Przez ostatnie kilka dni Andrzej Duda wreszcie mógł odpocząć po wytężonej, często przekraczającej jego możliwości fizyczne, pracy.
Pan prezydent oddał się białemu szaleństwu, szusując po stokach, nabierając rumieńców i chęci do życia.
Jednak wszystko, co dobre, kiedyś musi się skończyć. Tak więc, koniec z lenistwem i czas wrócić do obowiązków, a ten powrót na pewno zapisze się w pamięci Polaków „złotą czcionką”.
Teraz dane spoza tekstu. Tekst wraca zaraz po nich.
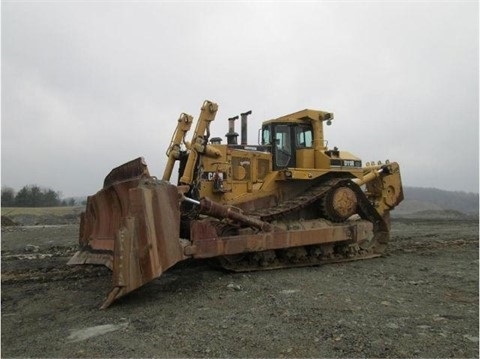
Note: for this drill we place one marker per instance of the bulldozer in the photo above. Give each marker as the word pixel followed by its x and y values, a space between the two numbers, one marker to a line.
pixel 287 201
i na sygnale, tak Andrzej Duda wraca z urlopu w Beskidach 21 lutego 2021. Miłośnik narciarstwa skorzystał z otwartych stoków w Beskidach. Prezydent Duda w środę i w czwartek szusował na wiślańskim stoku Cieńków. https://t.co/6cFQimlafk #example # demo via @twitterdev
— pietrek (@pietrek64501133) February 22, 2021
Pognał więc pan Duda, eskortowany przez samochody SOP-u i nie byłoby w tym nic dziwnego, bo przecież to osoba publiczna i głowa państwa, ale …
…czy rzeczywiście wracając z prywatnego wypoczynku, trzeba było blokować przejazd innych urlopowiczów, wymuszając pierwszeństwo i jadąc na sygnale?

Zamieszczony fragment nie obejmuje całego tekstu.